マージャンの戦前の最盛期は1940(昭和15)年頃で、約400店だったが、時局が日増しに深刻化し、マージャン業界は多くの難問を抱えるようになった。

全東京麻雀粛正委員長の空閑緑氏は退任し、平山三郎氏が委員長に就任した。

戦争の進展と共に、マージャンは野球などと同様に敵性遊技として白眼視され地位も低くなり、一般の人から敵視されるようになった。深夜に「亡国的営業をやめよ」と店先に貼り紙をされたり、夜の営業時間中の店内に投石されるなど現在では到底考え及ばない、ひどい迫害を受けた。

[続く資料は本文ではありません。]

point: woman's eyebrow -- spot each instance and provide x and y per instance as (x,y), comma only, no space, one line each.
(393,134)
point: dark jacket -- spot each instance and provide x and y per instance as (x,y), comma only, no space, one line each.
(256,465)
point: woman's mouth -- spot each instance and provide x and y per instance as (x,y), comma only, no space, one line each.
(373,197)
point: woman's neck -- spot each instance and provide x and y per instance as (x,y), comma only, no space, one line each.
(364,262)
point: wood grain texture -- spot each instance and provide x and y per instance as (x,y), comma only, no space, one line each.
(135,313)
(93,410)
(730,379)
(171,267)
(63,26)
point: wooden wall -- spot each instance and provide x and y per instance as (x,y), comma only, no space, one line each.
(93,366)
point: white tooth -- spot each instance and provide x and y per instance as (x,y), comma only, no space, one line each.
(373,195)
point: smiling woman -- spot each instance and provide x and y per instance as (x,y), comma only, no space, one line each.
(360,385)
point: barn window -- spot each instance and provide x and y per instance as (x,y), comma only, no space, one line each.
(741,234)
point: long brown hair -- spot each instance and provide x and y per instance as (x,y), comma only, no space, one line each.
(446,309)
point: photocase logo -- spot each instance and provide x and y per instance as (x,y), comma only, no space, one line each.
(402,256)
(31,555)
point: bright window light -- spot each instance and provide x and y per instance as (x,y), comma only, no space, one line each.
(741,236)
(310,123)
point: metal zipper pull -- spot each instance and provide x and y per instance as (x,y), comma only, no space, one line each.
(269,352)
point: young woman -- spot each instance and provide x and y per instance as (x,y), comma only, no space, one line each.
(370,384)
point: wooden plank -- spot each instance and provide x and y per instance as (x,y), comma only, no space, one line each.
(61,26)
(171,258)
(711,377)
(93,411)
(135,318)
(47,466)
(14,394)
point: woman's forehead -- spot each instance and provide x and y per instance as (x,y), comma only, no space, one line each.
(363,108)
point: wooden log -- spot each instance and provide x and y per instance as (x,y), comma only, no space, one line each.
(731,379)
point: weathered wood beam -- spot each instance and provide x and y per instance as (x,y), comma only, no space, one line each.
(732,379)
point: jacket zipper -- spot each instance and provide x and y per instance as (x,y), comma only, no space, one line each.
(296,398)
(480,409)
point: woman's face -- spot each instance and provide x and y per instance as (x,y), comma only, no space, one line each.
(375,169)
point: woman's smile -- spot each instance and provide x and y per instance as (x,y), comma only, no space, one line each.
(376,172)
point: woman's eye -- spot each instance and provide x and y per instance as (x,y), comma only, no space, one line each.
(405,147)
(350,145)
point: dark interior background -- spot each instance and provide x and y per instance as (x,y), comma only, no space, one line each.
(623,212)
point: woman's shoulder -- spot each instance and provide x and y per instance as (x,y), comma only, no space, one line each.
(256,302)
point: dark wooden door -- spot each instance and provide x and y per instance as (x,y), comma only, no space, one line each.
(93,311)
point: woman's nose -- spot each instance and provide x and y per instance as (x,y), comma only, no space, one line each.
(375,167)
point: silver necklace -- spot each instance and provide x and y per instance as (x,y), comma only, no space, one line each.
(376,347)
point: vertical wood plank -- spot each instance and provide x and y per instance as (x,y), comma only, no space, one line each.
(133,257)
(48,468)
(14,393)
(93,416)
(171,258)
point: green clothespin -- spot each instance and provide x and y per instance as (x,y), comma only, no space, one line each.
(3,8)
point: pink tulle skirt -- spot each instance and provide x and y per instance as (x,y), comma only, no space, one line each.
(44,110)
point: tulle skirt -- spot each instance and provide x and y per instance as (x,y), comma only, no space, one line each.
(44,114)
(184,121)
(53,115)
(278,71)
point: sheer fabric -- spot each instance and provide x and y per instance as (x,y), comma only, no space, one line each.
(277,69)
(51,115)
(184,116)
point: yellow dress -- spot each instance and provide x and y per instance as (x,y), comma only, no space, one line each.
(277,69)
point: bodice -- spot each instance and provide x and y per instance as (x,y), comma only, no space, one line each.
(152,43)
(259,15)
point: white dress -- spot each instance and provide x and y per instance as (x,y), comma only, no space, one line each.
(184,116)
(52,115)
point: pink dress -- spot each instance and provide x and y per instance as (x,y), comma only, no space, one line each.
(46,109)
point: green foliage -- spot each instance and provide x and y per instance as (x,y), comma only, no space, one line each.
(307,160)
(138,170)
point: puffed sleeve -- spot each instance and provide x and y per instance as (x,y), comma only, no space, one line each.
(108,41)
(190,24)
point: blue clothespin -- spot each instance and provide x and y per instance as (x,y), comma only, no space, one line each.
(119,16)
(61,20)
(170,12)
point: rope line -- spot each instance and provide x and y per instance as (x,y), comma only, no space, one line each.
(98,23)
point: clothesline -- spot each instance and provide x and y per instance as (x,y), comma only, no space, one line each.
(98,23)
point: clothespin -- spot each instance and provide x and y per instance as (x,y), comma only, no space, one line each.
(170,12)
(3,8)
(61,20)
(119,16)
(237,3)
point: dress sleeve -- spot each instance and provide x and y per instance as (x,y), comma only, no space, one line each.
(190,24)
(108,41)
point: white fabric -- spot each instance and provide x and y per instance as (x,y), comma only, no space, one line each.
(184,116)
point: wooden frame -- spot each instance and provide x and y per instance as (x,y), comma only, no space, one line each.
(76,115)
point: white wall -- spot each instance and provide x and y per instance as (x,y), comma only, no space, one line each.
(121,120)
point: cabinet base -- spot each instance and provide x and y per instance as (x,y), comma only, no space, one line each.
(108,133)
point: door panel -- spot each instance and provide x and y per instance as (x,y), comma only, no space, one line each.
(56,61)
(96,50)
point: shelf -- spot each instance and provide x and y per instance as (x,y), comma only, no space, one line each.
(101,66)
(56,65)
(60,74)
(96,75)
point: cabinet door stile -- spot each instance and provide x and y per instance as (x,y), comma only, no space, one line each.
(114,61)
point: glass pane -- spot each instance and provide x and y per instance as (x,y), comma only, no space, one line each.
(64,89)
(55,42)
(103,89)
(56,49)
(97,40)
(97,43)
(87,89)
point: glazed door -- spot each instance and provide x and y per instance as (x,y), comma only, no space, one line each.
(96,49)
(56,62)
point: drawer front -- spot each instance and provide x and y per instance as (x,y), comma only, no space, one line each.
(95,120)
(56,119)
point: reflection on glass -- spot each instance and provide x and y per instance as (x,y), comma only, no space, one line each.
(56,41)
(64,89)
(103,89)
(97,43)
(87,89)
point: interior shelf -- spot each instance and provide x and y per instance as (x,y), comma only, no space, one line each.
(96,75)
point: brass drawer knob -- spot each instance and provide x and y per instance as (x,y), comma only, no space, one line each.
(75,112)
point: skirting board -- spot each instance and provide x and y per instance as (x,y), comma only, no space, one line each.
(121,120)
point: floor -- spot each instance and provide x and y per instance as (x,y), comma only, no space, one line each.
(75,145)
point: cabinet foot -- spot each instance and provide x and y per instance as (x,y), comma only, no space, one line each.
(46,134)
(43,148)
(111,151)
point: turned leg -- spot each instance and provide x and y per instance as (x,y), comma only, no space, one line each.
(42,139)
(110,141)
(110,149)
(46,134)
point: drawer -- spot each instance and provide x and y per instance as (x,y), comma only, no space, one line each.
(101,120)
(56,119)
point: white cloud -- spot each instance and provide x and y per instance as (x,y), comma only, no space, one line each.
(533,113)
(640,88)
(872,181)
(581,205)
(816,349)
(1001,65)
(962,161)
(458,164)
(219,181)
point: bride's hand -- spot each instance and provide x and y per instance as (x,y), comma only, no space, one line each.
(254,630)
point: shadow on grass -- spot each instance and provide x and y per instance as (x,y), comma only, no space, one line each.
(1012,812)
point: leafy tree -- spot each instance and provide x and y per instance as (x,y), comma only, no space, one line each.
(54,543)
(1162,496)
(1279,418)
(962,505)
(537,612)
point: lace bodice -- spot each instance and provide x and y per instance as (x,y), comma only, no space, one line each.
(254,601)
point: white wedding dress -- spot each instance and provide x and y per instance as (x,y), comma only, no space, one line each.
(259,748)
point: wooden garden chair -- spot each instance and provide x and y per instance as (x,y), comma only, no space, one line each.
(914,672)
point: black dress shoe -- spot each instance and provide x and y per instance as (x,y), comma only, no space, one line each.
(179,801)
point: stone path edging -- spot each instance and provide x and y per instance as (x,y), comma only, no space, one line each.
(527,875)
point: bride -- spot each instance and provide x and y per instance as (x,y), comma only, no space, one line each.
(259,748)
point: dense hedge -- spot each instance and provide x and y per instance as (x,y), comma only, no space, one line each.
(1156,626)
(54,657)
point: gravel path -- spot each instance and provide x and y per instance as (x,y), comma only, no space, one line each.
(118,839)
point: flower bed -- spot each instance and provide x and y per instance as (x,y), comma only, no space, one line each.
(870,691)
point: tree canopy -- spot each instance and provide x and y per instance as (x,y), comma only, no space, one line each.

軍国的権力による圧迫はますます強くなり、一部の府県ではマージャン営業を禁止する動きも出てきた。

そういう世相の中で平山氏は先頭に立って指導にあたっていたが、いつかは東京もこの動きに巻き込まれ、このままでは会員が生活の糧を失ってしまうと考えた。

そこで1943(昭和18)年、粛正同盟の組織を強化し名称を『東京市卓技商業報国会』と改めた。当時は「麻雀」という字句は許されなかったため、「卓技」と表現した。

代表者をはじめ役員は、警視庁玉川寮における「みそぎ」に参加したり、1944(昭和19)年から1945(昭和20)年にかけては約150人の業者を東品川の煙草専売局へ勤労奉仕に送るなど、営業全面禁止を避けるため、あらゆる手段を尽くして軍部に協力した。そして、夕方5時には帰宅し、夜だけマージャン営業をした。